İdare Mahkemesince verilen görevden ret kararına etken olan 2575 sayılı Danıştay Kanunu’nun 24. maddesinin 1. fıkrasının (e) bendinde, birden çok idare veya vergi mahkemesinin yetki alanına giren işlere karşı açılacak iptal davalarının Danıştayda ilk derece mahkemesi olarak çözümleneceği kurala bağlanmıştır.
Öte yandan, 2577 sayılı İdari Yargılama Usulü Kanununun, idare mahkemelerinin yetkilerini belirleyen kuralları arasında yer alan 33. maddesinin 1. fıkrası uyarınca, görülen davanın konularından olan davacının atanma isteminin işlem yapılmayarak iadesine ilişkin 21.05.2007 günlü … Valiliği işleminin iptali isteminin …; … Otelcilik ve Turizm Meslek Lisesi’ne … isimli şahsın müdür olarak atanmasına ilişkin Milli Eğitim Bakanlığı Personel Genel Müdürlüğü’nün 04.05.2007 günlü, 22384 sayılı işleminin iptali isteminin ise … İdare Mahkemesi’nin yetkisine girdiği kuşkusuzdur.

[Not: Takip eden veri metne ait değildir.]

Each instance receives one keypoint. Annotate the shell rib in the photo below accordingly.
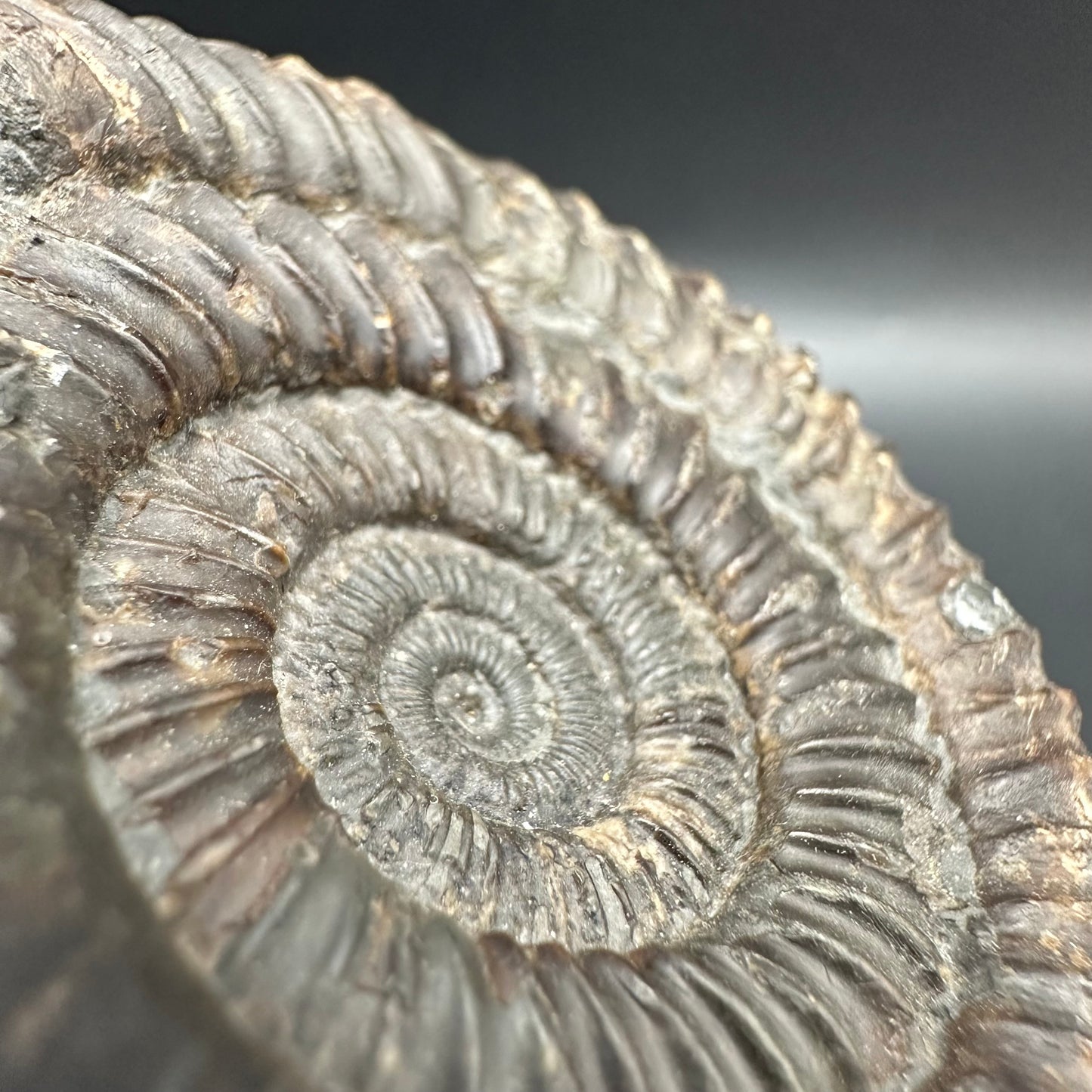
(444, 645)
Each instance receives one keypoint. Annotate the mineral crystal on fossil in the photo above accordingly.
(444, 647)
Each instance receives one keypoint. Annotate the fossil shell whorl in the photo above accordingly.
(444, 647)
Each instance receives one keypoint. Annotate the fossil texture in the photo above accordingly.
(444, 647)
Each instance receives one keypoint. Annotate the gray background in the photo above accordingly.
(907, 188)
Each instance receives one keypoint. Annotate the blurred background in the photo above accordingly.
(907, 189)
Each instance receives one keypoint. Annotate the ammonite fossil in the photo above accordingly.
(446, 648)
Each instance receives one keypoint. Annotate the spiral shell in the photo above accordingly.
(444, 647)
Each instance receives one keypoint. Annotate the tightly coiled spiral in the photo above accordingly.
(448, 648)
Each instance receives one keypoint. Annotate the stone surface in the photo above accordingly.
(444, 647)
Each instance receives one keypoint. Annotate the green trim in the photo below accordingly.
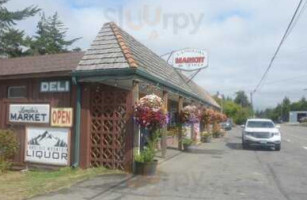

Ayrıca, aynı Yasanın 5. maddesinde de aralarında maddi veya hukuki bağlılık ya da sebep sonuç ilişkisi bulunan işlemlere karşı birlikte dava açılabileceği öngörülmüştür.
Kamu düzenine ilişkin nitelikler içeren ve doğal hakim ilkesinin de söz konusu olacağı sonuçlara etkili olan mahkemelerin görevlerine ve yetkilerine ilişkin kuralların, idari yargılamada özel bir yeri ve önemi bulunmaktadır. 2577 sayılı Yasanın 14. maddesinde ilk inceleme konularının başında öngörülen görev ve yetkiye ilişkin ilkelerin öncelikle ele alınıp değerlendirileceği kuşkusuzdur. İlk inceleme aşamasında, uyuşmazlık, mahkemenin görev veya yetkisinde görülmezse usul yasasının daha sonraki evrelerine geçilemeyeceğinde duraksama yoktur. Ayrıca 5. maddede öngörülen birlikte dava açılabilme olanağının, görev ve yetkiden sonra gelen bir ilk inceleme konusu ve usul ilkesi olduğu da açıktır.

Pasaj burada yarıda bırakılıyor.